Cats’ next step in evolution
Sophi Toth
MSMU Class of 2027
(12/2023) For Sale: Cat.
Breed: Bengal, artificial.
Personality: Judgy and irritable. This is worsened even more by the fact that it is intelligent. It was adopted from the Artificial Intelligence Animals Benevolence Association. I have been calling it ‘her’, and she seems to accept that, as much as she accepts anything. That is about the only thing she accepts. She does not accept any love or affection except when I am busy doing precisely twenty-five things at once, and then she demands it like she's at the end of her battery life. The only time she cuddles is at two in the morning, and then she covers my face like a frying pan and tries to suffocate me. She is an avid watcher of birds and all other forms of movement, except for my presence, which she avoids like the plague. She is intensely against all forms of green energy: I don’t understand how this was approved for her programming. She only accepts gasoline as her main source of energy—I have to beg and plead to convince her to even
think about using electricity. She is fully equipped to convert electricity as her power source, but she flat out refuses just to spite me. It’s only by chance that I even happened to get the older model that still runs on gas, but I suffer the consequences every day: she releases enough carbon monoxide into the house daily to completely gunk up the air. I’ve been experiencing flu-like symptoms for weeks because of her energy habits.
Traditionally, cats were used to serve as vermin control. This is not the case with my A.I.C.A.T. Perhaps it is with others, but mine, as I said, has faulty programming. Instead, my computer mice go missing, I find electrical cords coughed up on the floor, and I come into my room to find her curled up on my monitor, having knocked it over to lie on for its warmth.
"A queen needs a throne." She sniffs at my anger, then hisses when I gently lift her off the computer. Every small machine I own is at risk. The coffee machine that hums while working. The poor Roomba, which has suffered so much mistreatment from her that it deserves a restraining order. Ah, and yet the greatest irony: the house has a squirrel infestation about which she does nothing.
The worst part, I think, is her attitude.
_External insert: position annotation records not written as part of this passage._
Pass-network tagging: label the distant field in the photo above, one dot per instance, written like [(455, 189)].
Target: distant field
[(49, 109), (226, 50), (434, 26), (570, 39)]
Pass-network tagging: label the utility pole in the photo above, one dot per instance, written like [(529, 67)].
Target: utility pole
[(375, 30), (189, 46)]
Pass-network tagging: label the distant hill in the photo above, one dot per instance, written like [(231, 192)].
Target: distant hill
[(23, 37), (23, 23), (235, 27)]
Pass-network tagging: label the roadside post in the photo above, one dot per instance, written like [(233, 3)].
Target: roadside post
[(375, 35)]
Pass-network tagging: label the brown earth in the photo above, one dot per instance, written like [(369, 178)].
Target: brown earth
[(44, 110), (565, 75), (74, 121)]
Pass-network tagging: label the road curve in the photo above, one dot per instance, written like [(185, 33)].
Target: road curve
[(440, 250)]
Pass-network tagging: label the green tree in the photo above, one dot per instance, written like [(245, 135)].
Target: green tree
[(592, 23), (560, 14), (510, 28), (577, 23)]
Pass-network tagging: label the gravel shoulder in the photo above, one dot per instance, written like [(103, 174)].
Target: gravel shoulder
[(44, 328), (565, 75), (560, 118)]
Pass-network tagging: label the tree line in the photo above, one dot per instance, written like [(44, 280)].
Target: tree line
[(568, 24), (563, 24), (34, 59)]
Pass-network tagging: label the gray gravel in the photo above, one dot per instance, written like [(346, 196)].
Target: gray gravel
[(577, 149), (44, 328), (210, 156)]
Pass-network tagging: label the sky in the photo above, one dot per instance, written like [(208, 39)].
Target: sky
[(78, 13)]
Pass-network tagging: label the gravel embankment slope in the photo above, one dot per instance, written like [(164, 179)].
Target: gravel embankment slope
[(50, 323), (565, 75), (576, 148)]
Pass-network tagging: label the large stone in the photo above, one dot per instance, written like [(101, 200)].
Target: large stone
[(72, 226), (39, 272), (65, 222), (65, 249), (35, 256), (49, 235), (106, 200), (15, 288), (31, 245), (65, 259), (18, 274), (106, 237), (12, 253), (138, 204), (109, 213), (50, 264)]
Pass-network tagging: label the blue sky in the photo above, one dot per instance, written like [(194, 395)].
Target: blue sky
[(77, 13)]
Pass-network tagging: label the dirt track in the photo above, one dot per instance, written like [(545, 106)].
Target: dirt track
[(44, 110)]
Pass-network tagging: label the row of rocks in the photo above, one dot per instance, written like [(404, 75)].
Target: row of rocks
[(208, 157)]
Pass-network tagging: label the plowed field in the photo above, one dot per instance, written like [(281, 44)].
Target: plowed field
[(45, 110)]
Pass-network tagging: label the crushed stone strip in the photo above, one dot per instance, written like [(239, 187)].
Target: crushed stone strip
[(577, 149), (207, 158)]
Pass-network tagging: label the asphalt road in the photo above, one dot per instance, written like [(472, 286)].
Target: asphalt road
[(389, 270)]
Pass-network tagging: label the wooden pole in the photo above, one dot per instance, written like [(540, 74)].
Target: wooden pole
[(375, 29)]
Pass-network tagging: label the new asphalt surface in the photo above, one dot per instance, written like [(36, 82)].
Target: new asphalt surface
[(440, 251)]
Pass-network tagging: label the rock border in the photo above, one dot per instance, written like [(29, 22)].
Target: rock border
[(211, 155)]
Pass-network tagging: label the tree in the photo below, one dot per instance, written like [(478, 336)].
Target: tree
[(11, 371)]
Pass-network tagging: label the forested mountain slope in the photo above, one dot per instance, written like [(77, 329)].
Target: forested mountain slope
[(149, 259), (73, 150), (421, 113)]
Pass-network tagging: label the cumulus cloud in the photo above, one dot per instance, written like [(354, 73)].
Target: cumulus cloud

She barely has a more complex brain than a biological cat, and yet she feels it is within her right to judge every aspect of my life in excruciating detail. She doesn’t have a mate, and yet she critiques my lack of a love life. She doesn’t pay any taxes, or pay any bills, and yet she feels she is qualified to judge my salary and job.
"For I am but a stunning animal, and yet I have a servant to wait on my every need and my domain reaches far and wide." She says, gesturing one paw at the yard outside. "You, meanwhile, go outside and toil all day until you come home and sit at your screen, which is the extent of your territory."
She snorts. "No wonder you have not found a mate."
She always speaks in the most snobbish voice possible that a model T 2050 A.I.C.A.T (Artificial Intelligence Catlike Anatomy Thing) is able to while still achieving the pitiful voice of a rejected Victorian child. She cries out for gasoline and new parts while condemning me for all the ways I have wronged her at the moment.
"Father does not love me!" she laments. "Father gives me no food or comfort in my poor pitiful existence that drags on without end! Oh! Oh! Woe is me!"
Dear reader, I do feed her. I keep her parts oiled and new, and she wants for nothing. But it is never enough. She walks up to my biological dog’s dish, deliberately puts her front paw inside, then screams like a tortured child about the havoc the water is playing with her system.
"The inhumanity!" she yowls, writhing on the floor. "My foot, my paw, my wiring, it is all dying! The end is nigh! The dog has finished me!"
She does the same thing when she falls into a trash can, or jumps on things that cannot support her weight: blame me or blame the dog. The dog in question, Couscous, simply looks at her antics and goes back to sleep. I, however, am not as lucky as Couscous. It is up to me to clean up her messes and clean up her metallic surfaces, as she will undoubtedly complain about them later.
I have talked to other customers who bought this model, but they report total satisfaction. Their A.I.C.A.Ts are perfect little angels who do exactly what their programming tells them too. And yet Duchess Fluffy McMittens is a thousand times worse than a biological cat. At least biological cats cannot talk.
When I heard of and bought an A.I cat, I thought I would be free of all the irritants cats normally provide. I originally was under the impression that this would be a perfect cat: soft, cuddly, and sweet. I knew she could talk, but I thought that feature was for lonely people, not ingrained in the programming. I thought I could turn it off. I thought.
There is no turning off the A.I.C.A.T Model T 2050. No turning off except for bashing Duchess Fluffy over the head, although she would undoubtedly survive and call PETAI. There is no hope left for me and poor Couscous, except for you, dear reader. It was a grave mistake for me to buy this artificial animal, but I hope that someone, somewhere out there, desires for an artificial cat that never perishes, resents you for picking out a perfectly suitable name, and screams daily like a dying hyena.